Her year in Tanzania over, she returns to her parents’ house in England and gets a job in a nearby hospital. But it’s still David, David, David. A friend finally asks her, “Have you told him?” She is all agog, and the friend says, “I suppose nice girls don’t do such things. But believe me, my dear, they most certainly do.” We’ve got another 40 pages to go, so now we struggle through the waffling, the self doubt, “have you got the nerve to force the issue?” Jesus, just text the man and get it over with. But nice girls don’t do such things, and unlimited texting hasn’t been invented yet, so it’s letters to Ruth and from Ruth informing Ann that David is on holiday in a nearby town, then phone calls to Ruth that get cut off by the operator, abortive bus trips to track down a D. Ottershaw, spotting David in a green Austin mini, more letters and phone calls to Ruth that go astray. After 30 pages of this, the man himself calls her out of the blue in a rather anticlimactic conclusion to the ordeal.

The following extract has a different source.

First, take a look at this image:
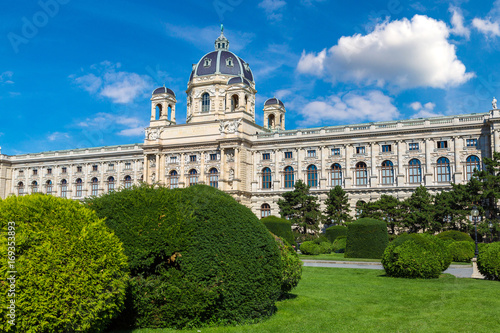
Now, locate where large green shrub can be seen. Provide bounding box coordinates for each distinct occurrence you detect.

Though the romantic aspects of this book are fairly typical, this book is unique in that it acknowledges physical attraction as a stand-alone phenomenon, separate from love. Ann herself is not immune, and recalls “my own passionate response to Jeremy’s love-making.” She eventually decides that her relationship with Jeremy was based on hormones and not much else: “In spite of the strong physical attraction which he had for me I knew, and now he knew, that it was just not enough.” The story itself is more serious than some VNRNs, which I think is typical of the Harlequin imprint. It’s not overtly racist and the descriptions of the African country give you a better impression of the setting than most VNRNs set in Africa. This is the only VNRN I’ve encountered that is presented in the first person, and that did make me wonder why the third person is the It is well-written and has a cute ending, but it doesn’t have a lot of excitement or camp or fun. Since this is first and foremost why I read these books, though there is nothing really wrong with it, I just can’t give Bush Hospital high marks.